Kyle -- if this was me -- I'd break the file into a database. You have a lot of different options, but the last time I had to do something like this -- I broke the data into 10 tables -- a control table with a primary key and oclc number, a table for 0xx fields, a table for 1xx, 2xx, etc. including OCLC number and key that they relate too. You can actually do this with MarcEdit (if you have mysql installed) -- but on a laptop -- I'm not going to guarantee speed with the process. Plus, the process to generate the SQL data will be significant. It might take 15 hours to generate the database, but then you'd have it and could create indexes on it. But you could use it to create the database and then prep the files for later work.
--TR
-----Original Message-----
From: Code for Libraries [mailto:[log in to unmask]] On Behalf Of Kyle Banerjee
Sent: Wednesday, February 27, 2013 9:45 AM
To: [log in to unmask]
Subject: [CODE4LIB] Slicing/dicing/combining large amounts of data efficiently
I'm involved in a migration project that requires identification of local information in millions of MARC records.
The master records I need to compare with are 14GB total. I don't know what the others will be, but since the masters are deduped and the source files aren't (plus they contain loads of other garbage), there will be considerably more. Roughly speaking, if I compare 1000 master records per second, it would take about 2 1/2 hours to cut through the file. I need to be able to ask the file whatever questions the librarians might have (i.e.
many), so speed is important.
For reasons I won't go into right now, I'm stuck doing this on my laptop in cygwin right now and that affects my range of motion.

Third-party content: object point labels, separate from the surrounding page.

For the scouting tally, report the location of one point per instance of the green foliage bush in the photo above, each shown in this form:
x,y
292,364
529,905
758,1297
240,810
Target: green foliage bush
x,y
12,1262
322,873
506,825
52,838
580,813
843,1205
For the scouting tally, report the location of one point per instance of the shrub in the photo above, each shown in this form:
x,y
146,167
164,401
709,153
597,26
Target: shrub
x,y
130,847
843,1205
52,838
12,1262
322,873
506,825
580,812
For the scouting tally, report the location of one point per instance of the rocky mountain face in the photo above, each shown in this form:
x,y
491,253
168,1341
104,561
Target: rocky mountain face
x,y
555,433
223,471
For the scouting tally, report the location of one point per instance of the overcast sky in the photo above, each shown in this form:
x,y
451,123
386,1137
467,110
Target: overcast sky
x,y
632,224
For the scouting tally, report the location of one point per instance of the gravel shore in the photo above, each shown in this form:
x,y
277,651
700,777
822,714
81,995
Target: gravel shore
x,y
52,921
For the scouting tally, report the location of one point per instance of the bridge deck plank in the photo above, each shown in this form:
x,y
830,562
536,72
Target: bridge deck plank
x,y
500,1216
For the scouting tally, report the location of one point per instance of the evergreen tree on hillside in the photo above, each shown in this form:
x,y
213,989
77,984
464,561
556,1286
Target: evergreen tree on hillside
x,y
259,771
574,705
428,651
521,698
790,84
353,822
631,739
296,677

I'm trying to figure out the best way to proceed. Currently, I'm extracting specific fields for comparison. Each field tag gets a single line keyed by OCLC number (repeated fields are catted together with a delimiter). The idea is that if I deal with only one field at a time, I can slurp the master info in memory and retrieve it via hash (OCLC control number) as I loop through the comparison data. Local data will either be stored in special files that are loaded separately from the bibs or recorded in reports for maintenance projects
This process is clunky because a special comparison file has to be created for each question, but it does seem to work (generating preprocess files and then doing the compare is measured in minutes rather than hours). I didn't use a DB because there's no way I could store the reference data in memory and I figured I'd just thrash my drive.
Is this a reasonable approach, and whether or not it is, what tools should I be thinking of using for this? Thanks,
kyle
|